In recent years, natural resources have come to be viewed not only as environmental assets but also as strategic public assets that shape a nation’s long-term ecological, cultural, and economic trajectory. Yet despite their importance, these resources have been historically excluded from government financial statements and a clear reporting framework. The International Public Sector Accounting Standards Board (IPSASB) has developed IPSAS 51, Tangible Natural Resources Held for Conservation, to begin addressing this long-standing reporting gap.
How does IPSAS 51 reframe the treatment of natural resources within public financial reporting and what does this shift mean for governments in practice? This blog highlights three essential aspects of the new standard: its targeted and pragmatic approach, which limits asset recognition to only naturally occurring tangible resources held for conservation; its measurement approach centered on current operational value and service potential; and the practical considerations governments will face when adopting or adapting this standard.
A targeted and pragmatic approach
The IPSASB has worked steadily since 2020 to advance a dedicated standard on natural resources. The Exposure Draft of IPSAS 51 was formally approved at the IPSASB Meeting held on December 2-5, 2025 and was officially released on January 22, 2026, becoming a new IPSAS. This development has the potential to reshape how governments conceptualize and manage public wealth.
One feature of IPSASB’s approach is its pragmatism. Rather than attempting to capture all forms of natural resources, IPSASB intentionally limited the scope of IPSAS 51 to tangible natural resources that are naturally occurring and held for conservation. In our view, this focus is both strategic and necessary. Under the standard, a natural resource must meet two essential characteristics: it should be a naturally occurring tangible item, whose existence does not depend on human activity, and it should be held for conservation, evidenced through activities such as restricting access, ecological restoration, or environmental monitoring.
Measuring natural resources under IPSAS 51
The standard highlights that the value of natural resources lies in their service potential. Under IPSAS 51, current operational value is used as the basis for initial measurement when a natural resource is acquired through a non-exchange transaction. This value represents the current value of the resource’s service potential in its existing use, based on the cost the entity would incur to replace that service potential. Natural resources acquired through exchange transactions are measured at cost. For subsequent measurement, entities may select either the historical cost model or the current operational value model, depending on the nature of the resource and the availability of reliable information.

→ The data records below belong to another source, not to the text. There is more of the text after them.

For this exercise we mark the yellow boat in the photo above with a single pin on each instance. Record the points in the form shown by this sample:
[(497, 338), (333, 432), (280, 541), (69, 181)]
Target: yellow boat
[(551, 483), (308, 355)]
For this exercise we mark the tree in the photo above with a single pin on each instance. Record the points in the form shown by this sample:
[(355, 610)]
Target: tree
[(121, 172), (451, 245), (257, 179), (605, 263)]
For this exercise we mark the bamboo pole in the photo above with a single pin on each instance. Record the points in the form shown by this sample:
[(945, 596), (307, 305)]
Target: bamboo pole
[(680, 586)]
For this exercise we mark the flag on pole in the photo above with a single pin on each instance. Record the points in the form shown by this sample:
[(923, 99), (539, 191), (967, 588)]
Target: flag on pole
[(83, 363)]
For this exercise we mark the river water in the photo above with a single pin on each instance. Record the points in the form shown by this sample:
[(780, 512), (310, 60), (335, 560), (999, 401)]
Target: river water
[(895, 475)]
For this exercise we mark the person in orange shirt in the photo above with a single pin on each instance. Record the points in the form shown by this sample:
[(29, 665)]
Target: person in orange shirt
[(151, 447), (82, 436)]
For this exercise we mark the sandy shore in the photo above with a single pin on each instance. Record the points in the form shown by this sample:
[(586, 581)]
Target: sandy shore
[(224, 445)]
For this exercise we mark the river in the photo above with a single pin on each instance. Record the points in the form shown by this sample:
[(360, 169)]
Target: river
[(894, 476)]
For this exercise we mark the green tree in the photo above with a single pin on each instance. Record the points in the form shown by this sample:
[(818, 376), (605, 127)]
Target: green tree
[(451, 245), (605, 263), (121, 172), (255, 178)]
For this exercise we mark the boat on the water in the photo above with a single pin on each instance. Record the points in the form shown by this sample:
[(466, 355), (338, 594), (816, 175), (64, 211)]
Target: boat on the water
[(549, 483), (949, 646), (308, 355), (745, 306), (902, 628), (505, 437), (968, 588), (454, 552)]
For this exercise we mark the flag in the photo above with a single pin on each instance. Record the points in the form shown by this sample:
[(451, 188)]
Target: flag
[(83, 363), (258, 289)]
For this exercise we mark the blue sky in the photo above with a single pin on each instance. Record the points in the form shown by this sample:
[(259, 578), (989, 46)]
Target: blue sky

It is also worth mentioning that land, which primary purpose is to provide services, such as areas open to the public for camping or hiking, falls under IPSAS 45 as property, plant, and equipment, and not under IPSAS 51. Similarly, unextracted subsoil resources, such as mineral or petroleum deposits, are generally outside the scope of IPSAS 51 because they are typically held for the generation of future economic benefits rather than for conservation, and because their existence, quantity, and quality cannot be reliably measured prior to extraction.
Practical implications
In practice, it seems that there is no widely used approach in countries for the accounting recognition of subsoil resources either. Only a very limited number of countries have adopted practices that address subsoil resources in financial reporting. For example, in Estonia, the value of the State’s subsoil assets is disclosed in the notes to the financial statements, based on the present value of future fiscal revenues arising from the extraction of these natural resource reserves.
As IPSAS 51 moves toward implementation, its implications for governments and public sector standard setters are likely to be both promising and challenging. The standard offers an opportunity for countries to begin recognizing natural resources as part of public wealth rather than considering them solely as environmental features. At the same time, the standard raises practical questions: how asset boundaries in complex ecosystems should be defined, when conservation as primary purpose should be determined, and how the measurement requirements could be operationalized, especially the current operational value, in a consistent and practicable way.
Addressing these issues will require collaboration across disciplines, strengthened data systems, and enhanced institutional capacity. Moreover, at a time of accelerating climate and biodiversity pressures, IPSAS 51 provides governments with a structured and adaptable way to rethink how natural resources are identified, valued, and reported in the public sector.
Ultimately, while the effort involved should not be underestimated, the potential benefits are significant: a more complete portrayal and greater accountability of national wealth.